Tem dos dias de tristeza e…
Aquele que não tem memória, arranja um papel.
Gabriel Garcia Marquez
Tem aqueles dias em que você conseguiu. Está estável e contando. Mas daí acontece aquela coisinha que te fazem lembrar que está tudo parecendo muito bem, porém não está. A gente não quer morrer mas… Fica fragilizada. Sei bem como é, vejo no rosto do meu pai como acontece.
Ele se esquece das coisas mais simples, o que comeu ontem ou até das lembranças mais preciosas como as nossas brincadeiras. Nós, nós dissemos… Mas ele não se lembra e fica olhando triste para o vazio.
Vai ser assim comigo também?
Será que já está acontecendo? E será que as pessoas vão entender? Como é que eu falo? Como? Afinal, eu mereço tamanha compreensão? Aliás, mereço tamanha humanidade? Porque sempre tento, quando é com meu pai, falar com calma. Porque, dizer para ele o que foi esquecido é não apenas lembrar o fato em si mas confrontá-lo com a própria fragilidade. Aquela que ele não quer lembrar.
É por isso que escrevo agora. Para dizer que um dos mais insidiosos sintomas da bipolaridade é o esquecimento. E não é minha culpa, nem sua.
A gente fritou nossos neurônios através das crises e precisa agora lidar com as sequelas. A falta de memória pode ser e é incapacitante, por favor não se esqueça de que nem todos conseguem lembrar. Isso acontece com gente jovem, basta ter tido inúmeras crises ao longo da vida. Acontece por causa da idade. Da bipolaridade.
Como se sente quem perde a memória?
Triste.
Porque sempre fui uma pessoa com grande habilidade cognitiva e é muito triste ver isso ir embora, talvez antes do tempo. É como ter sido roubado para uma doença que levou vinte anos para ser diagnosticada. Mas posso me dar ao luxo de perder mais um minuto para esse transtorno.
Preciso falar para que eu mesma me lembre que é importante. Para que me humanize de novo. Para acreditar que sou e somos importantes e ser bipolar não deveria mudar isso. Bem. não deveria.
Como acontece a perda de memória no paciente bipolar?
É simples.
Essas crises são seguidas por descargas de substâncias como o glutamato e a dopamina. Para tentar controlar o “incêndio”, o organismo envia ao cérebro células protetoras, Flávio explica: “Essas células produzem inflamação, causando a perda de conexões entre neurônios. São os achados mais recentes, nem estão publicados ainda”.
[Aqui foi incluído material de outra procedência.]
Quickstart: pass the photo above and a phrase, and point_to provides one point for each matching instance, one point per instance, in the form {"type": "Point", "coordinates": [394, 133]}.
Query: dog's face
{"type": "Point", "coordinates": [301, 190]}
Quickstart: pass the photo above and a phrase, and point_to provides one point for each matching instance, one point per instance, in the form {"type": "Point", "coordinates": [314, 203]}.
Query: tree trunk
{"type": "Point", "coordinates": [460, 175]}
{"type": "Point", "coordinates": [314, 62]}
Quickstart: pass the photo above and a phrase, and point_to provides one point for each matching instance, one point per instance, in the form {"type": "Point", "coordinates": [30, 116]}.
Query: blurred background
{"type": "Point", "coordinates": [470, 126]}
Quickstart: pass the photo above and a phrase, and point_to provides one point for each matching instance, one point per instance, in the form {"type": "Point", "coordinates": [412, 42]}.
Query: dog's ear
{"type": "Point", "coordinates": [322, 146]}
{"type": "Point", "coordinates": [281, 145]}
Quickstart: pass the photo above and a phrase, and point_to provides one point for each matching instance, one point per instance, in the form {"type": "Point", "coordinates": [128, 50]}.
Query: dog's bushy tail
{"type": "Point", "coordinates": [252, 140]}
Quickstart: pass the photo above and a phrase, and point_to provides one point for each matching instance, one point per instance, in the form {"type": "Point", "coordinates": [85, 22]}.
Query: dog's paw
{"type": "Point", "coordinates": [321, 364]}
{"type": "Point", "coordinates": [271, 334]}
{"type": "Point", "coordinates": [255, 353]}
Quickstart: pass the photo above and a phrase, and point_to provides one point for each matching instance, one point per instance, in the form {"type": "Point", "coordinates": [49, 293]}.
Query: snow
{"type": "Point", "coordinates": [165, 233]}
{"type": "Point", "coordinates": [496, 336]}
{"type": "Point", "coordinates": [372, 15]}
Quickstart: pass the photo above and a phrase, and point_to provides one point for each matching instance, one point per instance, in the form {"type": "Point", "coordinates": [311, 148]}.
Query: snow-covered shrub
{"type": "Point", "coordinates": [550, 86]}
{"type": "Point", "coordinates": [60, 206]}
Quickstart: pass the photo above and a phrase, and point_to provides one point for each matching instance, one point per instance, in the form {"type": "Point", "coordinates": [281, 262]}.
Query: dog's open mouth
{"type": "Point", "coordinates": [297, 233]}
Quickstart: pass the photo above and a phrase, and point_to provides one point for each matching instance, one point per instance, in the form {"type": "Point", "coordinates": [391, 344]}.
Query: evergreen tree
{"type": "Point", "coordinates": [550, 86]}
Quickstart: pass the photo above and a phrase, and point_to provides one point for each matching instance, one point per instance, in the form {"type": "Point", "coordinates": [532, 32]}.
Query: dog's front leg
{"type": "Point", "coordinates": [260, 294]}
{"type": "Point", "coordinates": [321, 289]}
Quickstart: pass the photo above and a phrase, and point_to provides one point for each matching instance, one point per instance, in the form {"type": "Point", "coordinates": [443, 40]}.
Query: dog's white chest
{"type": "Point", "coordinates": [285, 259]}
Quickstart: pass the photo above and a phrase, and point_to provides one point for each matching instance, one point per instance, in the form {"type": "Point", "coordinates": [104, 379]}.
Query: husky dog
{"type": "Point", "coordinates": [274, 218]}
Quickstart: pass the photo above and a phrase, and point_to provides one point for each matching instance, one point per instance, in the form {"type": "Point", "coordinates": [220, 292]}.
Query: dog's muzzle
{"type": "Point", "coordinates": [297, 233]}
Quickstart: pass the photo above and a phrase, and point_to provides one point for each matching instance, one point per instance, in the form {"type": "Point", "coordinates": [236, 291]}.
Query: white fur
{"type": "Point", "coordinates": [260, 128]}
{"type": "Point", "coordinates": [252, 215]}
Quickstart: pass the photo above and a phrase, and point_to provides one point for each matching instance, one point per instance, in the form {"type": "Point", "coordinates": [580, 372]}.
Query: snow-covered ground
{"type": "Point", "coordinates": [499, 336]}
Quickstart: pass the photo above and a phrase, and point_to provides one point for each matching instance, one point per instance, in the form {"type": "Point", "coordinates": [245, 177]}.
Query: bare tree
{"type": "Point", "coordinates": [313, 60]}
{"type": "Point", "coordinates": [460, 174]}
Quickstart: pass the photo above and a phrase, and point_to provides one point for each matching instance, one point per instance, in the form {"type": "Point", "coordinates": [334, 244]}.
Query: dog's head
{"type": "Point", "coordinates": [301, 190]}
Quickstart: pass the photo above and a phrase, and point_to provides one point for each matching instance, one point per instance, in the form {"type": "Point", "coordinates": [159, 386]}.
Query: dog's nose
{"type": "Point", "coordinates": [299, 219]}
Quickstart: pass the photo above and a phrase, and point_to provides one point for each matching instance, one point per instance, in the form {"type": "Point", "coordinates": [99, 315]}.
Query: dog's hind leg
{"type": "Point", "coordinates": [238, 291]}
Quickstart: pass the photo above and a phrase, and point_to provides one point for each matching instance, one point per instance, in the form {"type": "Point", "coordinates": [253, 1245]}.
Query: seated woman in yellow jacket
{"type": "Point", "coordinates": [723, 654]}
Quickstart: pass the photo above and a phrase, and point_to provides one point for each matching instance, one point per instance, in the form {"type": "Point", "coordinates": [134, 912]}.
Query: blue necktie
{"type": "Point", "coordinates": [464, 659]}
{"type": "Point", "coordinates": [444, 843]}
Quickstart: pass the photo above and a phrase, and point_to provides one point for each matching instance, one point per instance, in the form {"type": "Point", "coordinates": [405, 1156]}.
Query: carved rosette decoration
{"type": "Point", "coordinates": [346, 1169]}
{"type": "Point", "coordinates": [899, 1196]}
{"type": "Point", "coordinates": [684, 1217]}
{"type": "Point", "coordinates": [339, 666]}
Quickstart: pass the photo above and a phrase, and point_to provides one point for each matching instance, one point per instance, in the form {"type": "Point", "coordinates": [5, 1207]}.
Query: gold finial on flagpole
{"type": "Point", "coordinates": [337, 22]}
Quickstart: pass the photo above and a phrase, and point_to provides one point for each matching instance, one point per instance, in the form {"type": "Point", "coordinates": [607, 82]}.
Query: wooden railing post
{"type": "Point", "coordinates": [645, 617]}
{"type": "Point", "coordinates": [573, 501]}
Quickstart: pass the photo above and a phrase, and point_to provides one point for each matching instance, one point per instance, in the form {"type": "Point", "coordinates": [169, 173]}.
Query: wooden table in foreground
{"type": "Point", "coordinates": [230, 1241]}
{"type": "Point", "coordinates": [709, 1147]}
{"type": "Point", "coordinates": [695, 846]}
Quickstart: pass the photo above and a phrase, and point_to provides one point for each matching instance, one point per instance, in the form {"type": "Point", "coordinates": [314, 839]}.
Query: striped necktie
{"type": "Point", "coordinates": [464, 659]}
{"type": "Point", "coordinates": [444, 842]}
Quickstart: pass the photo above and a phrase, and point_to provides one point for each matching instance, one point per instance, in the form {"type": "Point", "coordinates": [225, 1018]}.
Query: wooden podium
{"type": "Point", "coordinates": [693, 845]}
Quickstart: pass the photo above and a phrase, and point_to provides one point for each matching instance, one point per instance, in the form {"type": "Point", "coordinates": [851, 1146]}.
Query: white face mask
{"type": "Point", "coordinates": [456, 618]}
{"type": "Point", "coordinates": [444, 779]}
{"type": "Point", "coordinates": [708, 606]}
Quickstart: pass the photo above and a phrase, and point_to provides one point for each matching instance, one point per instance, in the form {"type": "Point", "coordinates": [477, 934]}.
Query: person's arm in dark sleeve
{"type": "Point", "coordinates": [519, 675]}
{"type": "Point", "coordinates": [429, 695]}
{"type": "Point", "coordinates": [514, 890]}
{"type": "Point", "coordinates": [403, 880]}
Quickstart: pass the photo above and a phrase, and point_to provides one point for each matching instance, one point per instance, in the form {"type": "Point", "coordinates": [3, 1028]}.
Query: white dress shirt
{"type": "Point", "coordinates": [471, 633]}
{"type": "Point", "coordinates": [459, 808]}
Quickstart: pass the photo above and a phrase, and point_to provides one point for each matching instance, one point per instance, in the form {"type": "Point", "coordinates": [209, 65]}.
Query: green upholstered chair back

A pesquisa ainda evidenciou que após cinco episódios do transtorno bipolar, o paciente perde 10% do hipocampo (responsável pela memória), fazendo com que o organismo acometido pela doença, responda cada vez menos ao tratamento medicamentoso. “Ele passa a ter problemas de memória, planejamento e concentração, funções ligadas à parte frontal do cérebro”, explica o psiquiatra.
Como eu devo reagir?
#CapacitismoAquiNão
- Se você convive com a pessoa, poderá perceber sintomas como fala arrastada ou acelerada. Isso pode ser um termômetro para ir mais devagar e abordar o fato que foi esquecido com calma ou tentar canalizar a euforia para a realização de uma tarefa.
- Se você até percebe a falta de memória mas não tem intimidade para falar sobre o assunto, tente ser cautelosa. Diga gentilmente o que foi esquecido sem acusar a pessoa de falta de atenção, falta de interesse ou incapacidade. Ela não faz isso porque quer e mais, deve sofrer demais com a falta de memória.
- Deixar os sentimentos de lado pode ajudar, pergunte em privado e objetivamente se a pessoa se sente bem hoje e como está sua memória e a concentração. Aproveite para perguntar como pode ajudar, se quiser.
E se é você quem tem a memória fraca, não tenha medo de falar e pedir ajuda. Não é fácil mas você sempre pode arrumar um pedaço de papel como disse o Gabriel Garcia Marquez, colocar ali todas as suas inseguranças e depois pedir para todos lerem.